Изменить стиль страницы

Далее, нам представляется слишком преувеличенным то различие двух периодов в теории познания у Вл. Соловьева, границей которых, по А. И. Введенскому, является появление работы «Теоретическая философия» в 1897 году [454]. Уже в хронологическом смысле такое разделение представляется нам малодопустимым, поскольку эта хронологическая граница лишь на три года отдалена от кончины Вл. Соловьева. Но и по существу в своей «Теоретической философии» он не столько дает новое логическое учение, сколько уточняет отдельные его моменты, акцентируя их теперь несколько иначе. Неокантианцу А. И. Введенскому, конечно, очень приятно отметить, что теперь Вл. Соловьев отрицает возможность прямого и цельного восприятия человеческим субъектом себя самого. Это действительно соответствует кантовской убежденности в том, что для полных и цельных идей разума у человека нет никаких интуиций. Но и тут думать, что Вл. Соловьев впал в какой‑то метафизический дуализм, нельзя. Для некоторых целей в первой своей статье из трактата «Теоретическая философия» он выдвигает на первый план отдельные переживания в противоположность переживаниям человеческого субъекта во всей его полноте. А. И. Введенский приводит даже тексты из Библии о полной непознаваемости Бога (Еванг. Иоан. I, 18; I Поел. Иоан. VI, 16; Исход XXXIII, 20, 23), что является безусловной нелепостью, поскольку можно привести сотни библейских текстов о проявлении божества в его творениях, да и сама личность основателя христианства только и дается в Новом Завете как явление божества в чисто человеческом и материальном виде. Конечно, и Вл. Соловьев, всегда исповедовавший христианскую религию, не мог не давать тут же, в «Теоретической философии», учения об абсолютном разуме или абсолютной субстанции, проявляющей себя также и в других субстанциях, прежде всего в человеке. А. И. Введенский вносит здесь еще и ту путаницу, что приписывает Вл.
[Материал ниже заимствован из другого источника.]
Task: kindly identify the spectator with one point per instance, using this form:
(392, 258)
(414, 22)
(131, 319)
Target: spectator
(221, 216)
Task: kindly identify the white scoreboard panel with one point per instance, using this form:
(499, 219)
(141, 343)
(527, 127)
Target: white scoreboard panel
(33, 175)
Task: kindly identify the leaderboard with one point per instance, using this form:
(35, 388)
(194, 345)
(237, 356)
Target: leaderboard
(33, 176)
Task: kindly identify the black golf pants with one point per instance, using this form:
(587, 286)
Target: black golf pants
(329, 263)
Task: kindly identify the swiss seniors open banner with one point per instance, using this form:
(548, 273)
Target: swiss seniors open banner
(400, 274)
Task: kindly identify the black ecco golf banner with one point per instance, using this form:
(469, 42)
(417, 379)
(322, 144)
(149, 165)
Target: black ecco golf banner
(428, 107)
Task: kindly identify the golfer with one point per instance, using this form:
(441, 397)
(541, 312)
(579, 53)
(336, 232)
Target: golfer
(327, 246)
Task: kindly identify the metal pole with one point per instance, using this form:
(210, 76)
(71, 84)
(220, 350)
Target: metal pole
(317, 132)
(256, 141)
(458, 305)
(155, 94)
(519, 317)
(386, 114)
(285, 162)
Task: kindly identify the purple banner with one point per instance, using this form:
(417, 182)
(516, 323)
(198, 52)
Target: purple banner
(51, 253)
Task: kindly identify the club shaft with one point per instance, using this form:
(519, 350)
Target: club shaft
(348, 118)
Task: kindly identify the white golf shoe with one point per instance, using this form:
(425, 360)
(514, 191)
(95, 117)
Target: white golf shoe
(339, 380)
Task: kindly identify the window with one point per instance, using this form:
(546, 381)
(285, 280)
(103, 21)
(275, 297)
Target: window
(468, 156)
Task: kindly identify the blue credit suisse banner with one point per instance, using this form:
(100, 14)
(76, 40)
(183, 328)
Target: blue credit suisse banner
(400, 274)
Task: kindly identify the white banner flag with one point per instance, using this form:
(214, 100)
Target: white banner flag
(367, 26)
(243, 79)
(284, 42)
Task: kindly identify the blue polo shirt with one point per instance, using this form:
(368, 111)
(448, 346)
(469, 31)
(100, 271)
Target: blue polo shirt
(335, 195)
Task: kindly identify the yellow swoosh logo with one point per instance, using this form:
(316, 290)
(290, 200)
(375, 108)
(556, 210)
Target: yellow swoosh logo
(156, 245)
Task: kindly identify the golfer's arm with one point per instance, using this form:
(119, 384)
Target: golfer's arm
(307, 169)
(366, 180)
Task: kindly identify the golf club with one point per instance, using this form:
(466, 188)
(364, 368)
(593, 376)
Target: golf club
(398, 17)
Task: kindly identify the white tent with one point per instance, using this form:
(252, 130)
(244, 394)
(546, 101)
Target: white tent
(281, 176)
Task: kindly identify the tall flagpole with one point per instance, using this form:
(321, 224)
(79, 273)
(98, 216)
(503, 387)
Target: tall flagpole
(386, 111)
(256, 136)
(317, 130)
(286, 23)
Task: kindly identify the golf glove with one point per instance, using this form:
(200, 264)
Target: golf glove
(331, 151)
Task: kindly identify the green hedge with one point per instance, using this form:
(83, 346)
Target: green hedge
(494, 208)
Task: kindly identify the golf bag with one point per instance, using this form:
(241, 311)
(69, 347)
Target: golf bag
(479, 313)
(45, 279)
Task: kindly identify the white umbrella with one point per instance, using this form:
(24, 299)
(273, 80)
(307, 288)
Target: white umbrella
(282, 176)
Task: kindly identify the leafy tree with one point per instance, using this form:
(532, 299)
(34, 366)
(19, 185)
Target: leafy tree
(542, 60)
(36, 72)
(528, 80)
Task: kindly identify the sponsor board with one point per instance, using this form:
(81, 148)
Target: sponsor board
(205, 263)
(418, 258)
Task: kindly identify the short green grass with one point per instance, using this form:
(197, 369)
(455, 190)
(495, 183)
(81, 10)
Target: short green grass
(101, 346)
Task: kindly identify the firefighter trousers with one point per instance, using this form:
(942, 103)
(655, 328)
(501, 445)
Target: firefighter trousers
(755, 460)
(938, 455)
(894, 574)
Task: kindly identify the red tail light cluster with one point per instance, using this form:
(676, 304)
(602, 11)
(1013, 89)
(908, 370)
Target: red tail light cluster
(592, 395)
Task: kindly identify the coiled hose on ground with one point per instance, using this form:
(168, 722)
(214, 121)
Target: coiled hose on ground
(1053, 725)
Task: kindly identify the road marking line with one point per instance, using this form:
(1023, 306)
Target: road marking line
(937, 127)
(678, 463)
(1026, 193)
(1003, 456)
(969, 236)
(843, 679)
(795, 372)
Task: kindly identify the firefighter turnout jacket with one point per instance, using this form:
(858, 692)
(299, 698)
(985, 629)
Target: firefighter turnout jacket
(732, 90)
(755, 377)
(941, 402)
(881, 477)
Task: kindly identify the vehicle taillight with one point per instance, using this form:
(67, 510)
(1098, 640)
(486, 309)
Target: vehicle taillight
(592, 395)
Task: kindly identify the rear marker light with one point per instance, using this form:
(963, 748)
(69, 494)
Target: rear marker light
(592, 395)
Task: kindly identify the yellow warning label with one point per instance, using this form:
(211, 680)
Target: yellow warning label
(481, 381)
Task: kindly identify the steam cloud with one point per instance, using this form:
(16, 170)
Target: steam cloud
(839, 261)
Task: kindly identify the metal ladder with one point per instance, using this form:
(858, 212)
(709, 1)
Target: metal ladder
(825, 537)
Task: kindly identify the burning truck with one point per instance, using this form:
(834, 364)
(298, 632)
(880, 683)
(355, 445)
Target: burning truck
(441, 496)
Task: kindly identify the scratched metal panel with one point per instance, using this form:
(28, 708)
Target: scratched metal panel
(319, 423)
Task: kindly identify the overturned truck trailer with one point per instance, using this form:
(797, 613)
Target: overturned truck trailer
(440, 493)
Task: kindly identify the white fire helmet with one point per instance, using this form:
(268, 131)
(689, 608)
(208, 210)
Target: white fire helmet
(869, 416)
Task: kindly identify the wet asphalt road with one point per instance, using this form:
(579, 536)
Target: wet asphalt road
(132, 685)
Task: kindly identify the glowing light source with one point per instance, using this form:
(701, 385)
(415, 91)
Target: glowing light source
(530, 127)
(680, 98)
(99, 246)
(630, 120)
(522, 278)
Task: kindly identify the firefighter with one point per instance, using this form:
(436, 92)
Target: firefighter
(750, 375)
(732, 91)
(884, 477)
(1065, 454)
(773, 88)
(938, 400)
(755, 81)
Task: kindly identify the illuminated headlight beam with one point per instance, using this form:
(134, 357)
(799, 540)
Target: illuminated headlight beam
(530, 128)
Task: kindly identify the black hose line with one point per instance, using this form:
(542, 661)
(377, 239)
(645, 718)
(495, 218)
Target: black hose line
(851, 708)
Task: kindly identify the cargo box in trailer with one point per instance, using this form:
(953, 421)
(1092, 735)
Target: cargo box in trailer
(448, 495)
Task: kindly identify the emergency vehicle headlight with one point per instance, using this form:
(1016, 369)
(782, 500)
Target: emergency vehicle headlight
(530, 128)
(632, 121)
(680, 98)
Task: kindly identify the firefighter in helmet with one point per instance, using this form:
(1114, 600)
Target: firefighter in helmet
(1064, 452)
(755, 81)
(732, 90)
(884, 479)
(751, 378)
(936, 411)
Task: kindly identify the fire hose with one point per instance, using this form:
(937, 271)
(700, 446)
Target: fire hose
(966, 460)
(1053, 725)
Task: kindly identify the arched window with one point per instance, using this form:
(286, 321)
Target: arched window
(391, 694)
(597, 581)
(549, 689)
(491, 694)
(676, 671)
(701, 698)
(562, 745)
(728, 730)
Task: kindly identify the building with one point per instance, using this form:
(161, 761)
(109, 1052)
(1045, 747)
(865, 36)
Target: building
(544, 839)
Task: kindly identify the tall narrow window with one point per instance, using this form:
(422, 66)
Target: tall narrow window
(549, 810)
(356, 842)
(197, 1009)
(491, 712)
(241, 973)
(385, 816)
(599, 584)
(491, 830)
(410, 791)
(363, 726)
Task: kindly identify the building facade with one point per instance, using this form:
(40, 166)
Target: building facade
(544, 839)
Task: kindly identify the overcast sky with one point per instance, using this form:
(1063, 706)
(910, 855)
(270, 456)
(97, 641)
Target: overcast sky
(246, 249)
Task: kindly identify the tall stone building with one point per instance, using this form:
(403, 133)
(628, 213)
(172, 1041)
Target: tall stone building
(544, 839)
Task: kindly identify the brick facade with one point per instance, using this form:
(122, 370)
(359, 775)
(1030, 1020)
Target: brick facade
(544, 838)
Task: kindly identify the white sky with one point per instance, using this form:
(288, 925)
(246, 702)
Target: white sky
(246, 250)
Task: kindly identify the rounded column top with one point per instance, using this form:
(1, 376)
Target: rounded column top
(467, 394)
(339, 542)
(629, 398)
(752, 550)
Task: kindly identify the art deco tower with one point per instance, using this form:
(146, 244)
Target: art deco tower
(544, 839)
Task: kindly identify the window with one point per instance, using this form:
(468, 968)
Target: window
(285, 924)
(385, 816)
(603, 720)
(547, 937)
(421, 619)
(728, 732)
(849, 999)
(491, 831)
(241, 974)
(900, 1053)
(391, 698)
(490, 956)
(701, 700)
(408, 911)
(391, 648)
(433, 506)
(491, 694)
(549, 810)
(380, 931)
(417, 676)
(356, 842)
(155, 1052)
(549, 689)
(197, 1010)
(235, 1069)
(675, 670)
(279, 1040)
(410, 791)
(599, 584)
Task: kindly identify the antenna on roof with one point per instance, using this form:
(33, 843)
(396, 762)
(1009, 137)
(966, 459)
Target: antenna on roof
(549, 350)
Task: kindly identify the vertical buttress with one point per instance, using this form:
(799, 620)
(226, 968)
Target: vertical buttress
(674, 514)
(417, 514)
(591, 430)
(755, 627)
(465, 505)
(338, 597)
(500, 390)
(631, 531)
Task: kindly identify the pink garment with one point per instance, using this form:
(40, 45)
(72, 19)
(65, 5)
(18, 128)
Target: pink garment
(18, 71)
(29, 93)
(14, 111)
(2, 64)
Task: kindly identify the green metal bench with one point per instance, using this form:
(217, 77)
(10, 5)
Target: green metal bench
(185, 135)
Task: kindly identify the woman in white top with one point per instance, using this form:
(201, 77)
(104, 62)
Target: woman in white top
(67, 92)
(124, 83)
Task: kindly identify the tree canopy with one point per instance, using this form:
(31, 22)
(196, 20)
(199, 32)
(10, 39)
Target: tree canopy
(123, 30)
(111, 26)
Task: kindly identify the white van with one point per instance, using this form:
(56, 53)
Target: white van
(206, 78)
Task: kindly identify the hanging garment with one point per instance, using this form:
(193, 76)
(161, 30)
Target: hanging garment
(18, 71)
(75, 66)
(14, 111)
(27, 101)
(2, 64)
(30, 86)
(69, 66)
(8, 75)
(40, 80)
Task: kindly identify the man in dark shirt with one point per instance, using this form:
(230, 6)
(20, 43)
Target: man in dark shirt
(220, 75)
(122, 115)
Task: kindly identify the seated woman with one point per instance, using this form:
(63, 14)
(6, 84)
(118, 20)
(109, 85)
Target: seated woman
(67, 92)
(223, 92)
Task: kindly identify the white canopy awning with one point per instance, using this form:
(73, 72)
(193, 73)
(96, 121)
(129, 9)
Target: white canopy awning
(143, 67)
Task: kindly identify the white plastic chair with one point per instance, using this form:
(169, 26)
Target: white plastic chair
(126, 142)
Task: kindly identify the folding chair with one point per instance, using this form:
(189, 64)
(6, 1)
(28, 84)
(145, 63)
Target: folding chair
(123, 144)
Соловьеву учение о возможности мистических восприятий не для всех, но лишь для некоторых людей. Ведь вопрос об этом отнюдь здесь не принципиален и не умаляет возможности, с точки зрения Вл. Соловьева, мистического восприятия божества вообще.

В итоге нам хочется сказать, что концепция гносеологии Вл. Соловьева у А. И. Введенского не то что неверна, а скорее чересчур одностороння. Вызывает большое уважение воспоминание А. И. Введенского о том, что петербургские студен — ты входили в аудиторию Вл. Соловьева ярыми позитивистами, а выходили из нее кантианцами [455]. Конечно, они не выходили кантианцами, поскольку последний всегда был объективным идеалистом. Они выходили не кантианцами, а просто идеалистами. И если отбросить субъективные симпатии самого А. И. Введенского, все же в своем выступлении он достаточно ярко представил несовместимость Вл. Соловьева ни с каким позитивизмом и вообще ни с каким драматизмом. В этом смысле отрадно также и то, что Вл. Соловьев, по мнению А. И. Введенского, был таким огромным философским талантом, что под его влиянием русское общество перешло от философской косности и безразличия середины XIX века к весьма заинтересованному и четко определившемуся стремлению конца века к созданию вполне положительной, и притом критической, философской системы.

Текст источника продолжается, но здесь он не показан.